PMU data‐based power‐load imbalance estimation is a key estimation to successfully handle the emergency control strategies, e.g. load shedding, and protection plans. In case of detecting a contingency or an emergency condition, following comparing of frequency, voltage, and their rate of changes with the specified threshold values, an estimation algorithm must estimate the size of disturbance to use in the available emergency control systems and special protection schemes. This online estimation is an important issue to realize a successful load‐shedding scheme with minimum amount of shed load.
Conventionally, for the estimation of the size of load‐power mismatch, the swing equation is used. The estimated imbalance based on this method may far from real power mismatch as it relies on three worst assumptions: (i) there is no additional active power variation except for that of disturbance, (ii) there is a negligible reactive‐power imbalance in response to sudden active power imbalance, and (iii) the inertia constant assumed to be known. This under/over‐estimation causes inaccurate calculation of total amount of load to be shed.
In [117], for estimating the size of disturbance, some appropriate base‐case features are selected from a set of pre‐defined base cases. Moreover, an efficient yet simple logic is defined to select appropriate base‐case for the received data. This approach benefits from the use of PMU data to precise calculation of the required amount of load to be shed, in one‐step and in a short time in comparison with the actual time. The proposed scheme relies on fast, yet iterative, estimation of frequency nadir, and time of minimum frequency occurrence. Accordingly, the inertia constant as well as the size of power mismatch are estimated which, in turn, compares with the maximum size of imbalance, satisfying the pre‐specified thresholds, to determine the amount of shed load.

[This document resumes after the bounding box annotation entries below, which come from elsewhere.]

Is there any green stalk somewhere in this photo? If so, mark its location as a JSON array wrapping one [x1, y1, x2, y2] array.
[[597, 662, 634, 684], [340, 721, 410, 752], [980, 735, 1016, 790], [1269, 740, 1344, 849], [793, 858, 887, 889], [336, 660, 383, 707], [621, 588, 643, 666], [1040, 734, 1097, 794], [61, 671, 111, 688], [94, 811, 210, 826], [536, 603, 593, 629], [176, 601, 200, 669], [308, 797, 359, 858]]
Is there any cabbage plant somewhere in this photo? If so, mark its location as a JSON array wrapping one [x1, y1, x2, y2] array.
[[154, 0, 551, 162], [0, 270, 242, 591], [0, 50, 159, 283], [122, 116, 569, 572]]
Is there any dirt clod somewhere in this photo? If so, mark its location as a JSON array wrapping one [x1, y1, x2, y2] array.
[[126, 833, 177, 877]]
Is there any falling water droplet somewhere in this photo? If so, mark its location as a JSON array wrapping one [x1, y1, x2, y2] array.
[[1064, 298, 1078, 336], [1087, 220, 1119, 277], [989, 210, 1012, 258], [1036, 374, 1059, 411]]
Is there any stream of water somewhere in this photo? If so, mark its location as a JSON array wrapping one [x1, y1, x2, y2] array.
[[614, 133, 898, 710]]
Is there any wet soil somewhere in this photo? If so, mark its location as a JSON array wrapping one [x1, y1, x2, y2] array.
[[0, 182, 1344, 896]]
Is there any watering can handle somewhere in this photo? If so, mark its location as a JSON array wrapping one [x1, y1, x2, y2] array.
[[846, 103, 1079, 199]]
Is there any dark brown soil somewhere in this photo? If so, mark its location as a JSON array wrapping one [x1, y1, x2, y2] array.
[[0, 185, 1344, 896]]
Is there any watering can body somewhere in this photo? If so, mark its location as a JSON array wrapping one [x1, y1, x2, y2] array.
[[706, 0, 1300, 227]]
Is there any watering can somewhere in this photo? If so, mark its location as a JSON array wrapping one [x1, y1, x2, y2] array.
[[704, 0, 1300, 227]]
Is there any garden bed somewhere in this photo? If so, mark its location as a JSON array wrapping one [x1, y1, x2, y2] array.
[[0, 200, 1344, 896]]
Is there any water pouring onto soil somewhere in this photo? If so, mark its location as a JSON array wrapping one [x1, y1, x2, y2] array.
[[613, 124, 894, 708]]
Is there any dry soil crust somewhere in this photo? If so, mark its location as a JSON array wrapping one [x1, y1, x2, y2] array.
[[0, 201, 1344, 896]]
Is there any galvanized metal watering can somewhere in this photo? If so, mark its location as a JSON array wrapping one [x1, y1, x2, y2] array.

Modern power grids face new technical challenges arising from the increasing penetration of power‐electronic‐connected RESs/DGs. Increasing MGs/DGs penetration level may adversely affect frequency response and voltage and system control and lead to degraded performance of traditional control schemes. This, in turn, may result in large deviations and, potentially, system instability.
This chapter provides the pre‐requirement terminology and general background for the next chapters of this book. The term power system stability and control with an updated brief review on the areas of frequency, voltage, and angle controls, concerning the penetration of RESs/DGs, is discussed. In response to the existing challenges in penetration of more RESs/DGs to the grid, the necessity of using data‐driven modeling, parameters estimation, and control synthesis in wide‐area power systems is emphasized.